ただし、「安さ」だけで選ぶと後悔するリスクもあります。私が4社見積を比較した際、最も安かったA事務所はレスポンスが遅く、インバウンド民泊事業特有の外貨建て収入の処理について明確な回答が得られませんでした。業種の特殊性や取引の複雑さを事前に伝え、「その業種の経験があるか」を確認することが、適正な事務所選びの第一歩です。建設業特化の税理士選び|1人社長が3社面談で見極めた5基準
年商3,000万円超になったときの見直しタイミング
小規模法人として事業が成長し、年商が3,000万円を超えるタイミングは、顧問契約の内容を見直す好機です。消費税の課税事業者になる可能性が高まり(消費税法上、基準期間の課税売上高が1,000万円超で課税事業者となります)、インボイス制度への対応・消費税申告の実務負荷が一気に上がります。
また、売上規模が上がると法人税の実効税率も変化し、法人税法上の中小法人向け特例措置——年800万円以下の所得に対する軽減税率(原則15%)——を意識した利益コントロールが経営上の課題になってきます。こうした段階になると、月次訪問・試算表確認・節税策の検討(いずれも税理士が行う業務)を含む月額4万〜6万円台の契約が現実的な選択肢になります。個別ケースによって異なりますので、所轄税務署または担当税理士にご確認ください。
1人社長が選んだ最終契約の決め手——まとめとCTA
私が4社比較の末に重視した3つの判断基準
- 業種への理解度:インバウンド民泊・外貨建て収入・住宅宿泊事業法対応の経験があるかを確認した。料金だけで選ばず、担当者の専門性を最優先にした。

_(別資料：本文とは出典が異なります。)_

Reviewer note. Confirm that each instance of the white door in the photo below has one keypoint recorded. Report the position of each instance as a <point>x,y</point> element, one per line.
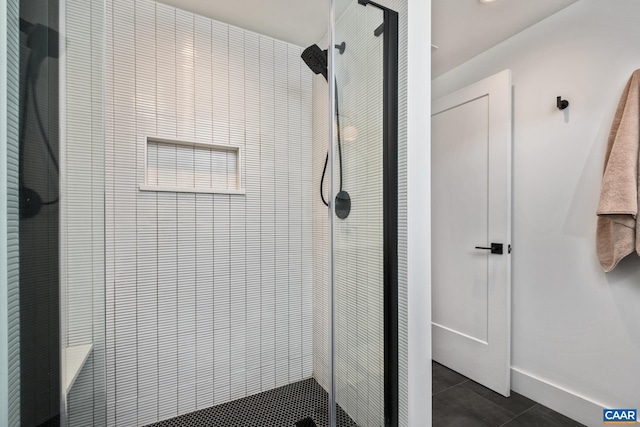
<point>471,210</point>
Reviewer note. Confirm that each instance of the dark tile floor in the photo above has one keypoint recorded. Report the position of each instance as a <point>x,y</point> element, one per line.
<point>300,404</point>
<point>460,402</point>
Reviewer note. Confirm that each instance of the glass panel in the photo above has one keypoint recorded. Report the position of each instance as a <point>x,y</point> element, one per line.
<point>39,173</point>
<point>358,228</point>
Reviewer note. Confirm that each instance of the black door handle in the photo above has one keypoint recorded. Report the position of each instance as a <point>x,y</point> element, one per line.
<point>496,248</point>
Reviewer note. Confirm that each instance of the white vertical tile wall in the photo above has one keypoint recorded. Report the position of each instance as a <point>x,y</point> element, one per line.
<point>358,239</point>
<point>83,206</point>
<point>209,297</point>
<point>11,294</point>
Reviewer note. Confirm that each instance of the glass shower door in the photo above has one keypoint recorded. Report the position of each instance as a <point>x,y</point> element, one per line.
<point>364,222</point>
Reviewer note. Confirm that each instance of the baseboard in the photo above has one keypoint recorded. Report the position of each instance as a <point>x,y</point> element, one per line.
<point>566,402</point>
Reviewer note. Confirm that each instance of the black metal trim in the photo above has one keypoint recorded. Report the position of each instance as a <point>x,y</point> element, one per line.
<point>390,209</point>
<point>390,198</point>
<point>378,31</point>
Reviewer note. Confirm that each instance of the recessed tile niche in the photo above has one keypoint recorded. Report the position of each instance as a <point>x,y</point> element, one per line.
<point>192,167</point>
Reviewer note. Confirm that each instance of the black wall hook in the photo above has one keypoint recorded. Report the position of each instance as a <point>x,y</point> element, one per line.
<point>561,103</point>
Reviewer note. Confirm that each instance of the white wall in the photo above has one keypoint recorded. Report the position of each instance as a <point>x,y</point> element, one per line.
<point>209,297</point>
<point>573,326</point>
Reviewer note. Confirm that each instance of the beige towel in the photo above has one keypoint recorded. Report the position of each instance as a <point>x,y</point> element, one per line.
<point>618,233</point>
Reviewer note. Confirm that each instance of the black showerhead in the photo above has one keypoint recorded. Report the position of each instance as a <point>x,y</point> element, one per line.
<point>43,42</point>
<point>316,59</point>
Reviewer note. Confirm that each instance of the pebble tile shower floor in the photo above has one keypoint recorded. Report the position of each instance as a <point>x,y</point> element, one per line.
<point>280,407</point>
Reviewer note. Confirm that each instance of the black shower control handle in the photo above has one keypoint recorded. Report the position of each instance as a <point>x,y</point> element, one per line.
<point>496,248</point>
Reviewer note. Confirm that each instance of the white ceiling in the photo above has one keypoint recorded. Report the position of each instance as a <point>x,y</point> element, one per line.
<point>301,22</point>
<point>461,29</point>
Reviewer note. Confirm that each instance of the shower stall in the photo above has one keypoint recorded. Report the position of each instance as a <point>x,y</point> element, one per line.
<point>207,224</point>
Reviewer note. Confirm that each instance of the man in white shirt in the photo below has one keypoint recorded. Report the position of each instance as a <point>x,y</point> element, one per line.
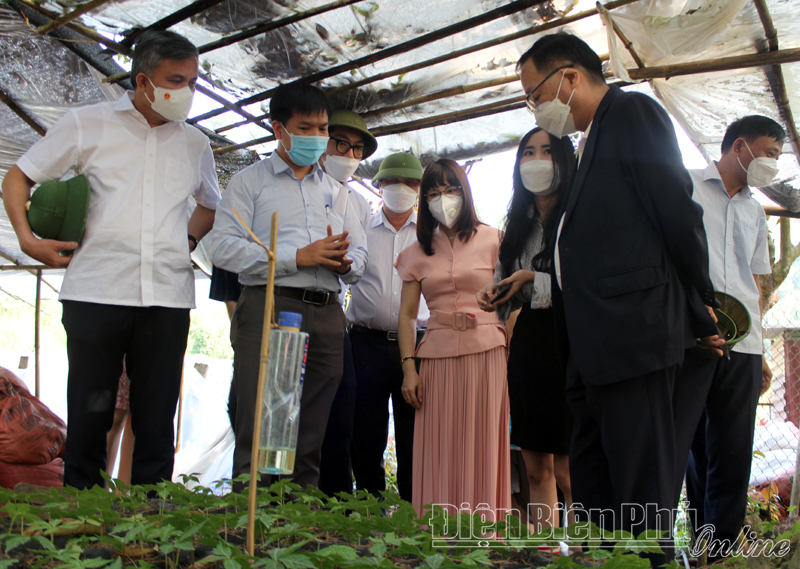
<point>717,397</point>
<point>317,245</point>
<point>350,142</point>
<point>373,313</point>
<point>129,285</point>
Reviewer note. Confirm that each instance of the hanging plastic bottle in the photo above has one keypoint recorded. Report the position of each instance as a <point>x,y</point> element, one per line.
<point>283,387</point>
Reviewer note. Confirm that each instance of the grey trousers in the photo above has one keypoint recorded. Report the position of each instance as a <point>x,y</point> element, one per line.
<point>326,327</point>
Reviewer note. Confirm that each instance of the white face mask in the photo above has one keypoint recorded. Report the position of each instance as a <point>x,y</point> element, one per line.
<point>761,171</point>
<point>399,197</point>
<point>554,116</point>
<point>446,209</point>
<point>172,104</point>
<point>537,176</point>
<point>341,167</point>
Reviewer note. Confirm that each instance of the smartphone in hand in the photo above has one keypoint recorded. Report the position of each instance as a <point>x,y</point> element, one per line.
<point>501,292</point>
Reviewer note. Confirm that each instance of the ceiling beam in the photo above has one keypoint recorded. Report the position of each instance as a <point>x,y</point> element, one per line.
<point>398,49</point>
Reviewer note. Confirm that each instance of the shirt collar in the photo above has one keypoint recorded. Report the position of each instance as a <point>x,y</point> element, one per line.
<point>380,219</point>
<point>279,165</point>
<point>712,173</point>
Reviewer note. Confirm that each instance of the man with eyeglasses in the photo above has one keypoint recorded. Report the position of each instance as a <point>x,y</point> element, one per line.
<point>372,316</point>
<point>350,142</point>
<point>631,279</point>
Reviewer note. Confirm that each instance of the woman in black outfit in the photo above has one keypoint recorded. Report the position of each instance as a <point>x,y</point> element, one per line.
<point>541,423</point>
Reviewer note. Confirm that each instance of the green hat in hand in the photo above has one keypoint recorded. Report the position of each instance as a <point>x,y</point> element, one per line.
<point>399,165</point>
<point>58,210</point>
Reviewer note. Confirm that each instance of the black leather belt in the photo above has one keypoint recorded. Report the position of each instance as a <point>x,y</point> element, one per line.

- 年間総額での比較:月額顧問料・決算料・消費税申告料・記帳代行料をすべて合算した年間コストで4社を並べ直した。月額の安さが年間では逆転するケースがあった。
- レスポンスの速さと相性:初回面談時の対応スピード・回答の明確さ・話しやすさを重視した。顧問契約は数年単位で続く関係であり、「人として話しやすいか」は費用と同等に重要な要素だと感じた。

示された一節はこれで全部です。